Bettahar A., ŞENER Ş.

Sustainable Water Resources Management, vol.8, no.5, 2022 (ESCI) identifier identifier

  • Publication Type: Article / Article
  • Volume: 8 Issue: 5
  • Publication Date: 2022
  • Doi Number: 10.1007/s40899-022-00740-y
  • Journal Name: Sustainable Water Resources Management
  • Journal Indexes: Emerging Sources Citation Index (ESCI), Scopus
  • Keywords: Droughts, Meteorological indices, Statistical methods, Principal component analysis (PCA), Hierarchical ascending classification (HAC), WATER-QUALITY, RIVER-BASIN, GROUNDWATER QUALITY, TEMPORAL VARIATIONS, TERMINAL COMPLEX, TRACE-ELEMENTS, SEVERITY INDEX, EVOLUTION, SYSTEM, CHEMISTRY
  • Süleyman Demirel University Affiliated: Yes

Abstract

© 2022, The Author(s), under exclusive licence to Springer Nature Switzerland AG.Drought is a natural phenomenon represented by atmospheric changes in an area for a period.
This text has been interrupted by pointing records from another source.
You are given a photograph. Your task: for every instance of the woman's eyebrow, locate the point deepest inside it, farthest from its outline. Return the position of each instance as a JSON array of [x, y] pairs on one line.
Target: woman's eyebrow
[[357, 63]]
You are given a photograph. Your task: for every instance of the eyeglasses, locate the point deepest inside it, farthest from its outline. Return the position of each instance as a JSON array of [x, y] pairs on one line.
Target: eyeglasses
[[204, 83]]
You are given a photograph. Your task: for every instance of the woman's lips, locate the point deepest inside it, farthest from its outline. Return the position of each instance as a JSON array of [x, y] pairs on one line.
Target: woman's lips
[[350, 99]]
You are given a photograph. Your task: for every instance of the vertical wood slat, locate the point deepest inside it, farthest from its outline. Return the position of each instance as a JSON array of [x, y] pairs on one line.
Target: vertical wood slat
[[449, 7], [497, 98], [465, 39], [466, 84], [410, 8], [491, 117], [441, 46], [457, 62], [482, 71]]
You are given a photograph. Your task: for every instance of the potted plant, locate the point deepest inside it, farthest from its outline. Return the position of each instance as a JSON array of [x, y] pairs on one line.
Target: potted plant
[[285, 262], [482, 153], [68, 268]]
These changes cause an imbalance in the hydrological system. Our study aims to explain the meteorological droughts observed in the Wadi Righ area during the period of historical dryness from 1975 to 2018. It compares the performance of five indices for drought monitoring in the study area, such as the standardized precipitation index (SPI), rainfall anomaly index (RAI), deciles index (DI), Z-score, and percent of normal (PN). We compared the indices and examined the connection between them to come to a common conclusion that the Wadi Righ has suffered from dry conditions to varying degrees according to the indices. The years 1995, 1997, 2000, 2005, 2012, and 2014 experienced an extremely dry climate according to the classification of SPI (e.g., the drought of 2012 was extremely dry with an SPI value of − 1.67, PN = 26.4, RAI = − 2.38, and Z-score = − 1.25), RAI, DI, PN, and Z-score, while the climate of years 1999, 2001, 2004, 2009, and 2015 ranged from wet to extremely wet. The statistical methods of hierarchical ascending classification (HAC) and principal component analysis (PCA) were selected in the present research to prove and emphasize if there was a correlation between the indices. The use of HAC indicated that the data extracted from the calculated indices were grouped into two main groups; the first represented by rainfall which is the years characterized by low average precipitation (less than the average 68.84 mm/year), while the second is represented by the indices (the years which have a very high precipitation average). In general, this analysis confirmed the existence of a positive correlation between the studied indices and precipitation, which made it the main variable in measuring the indices.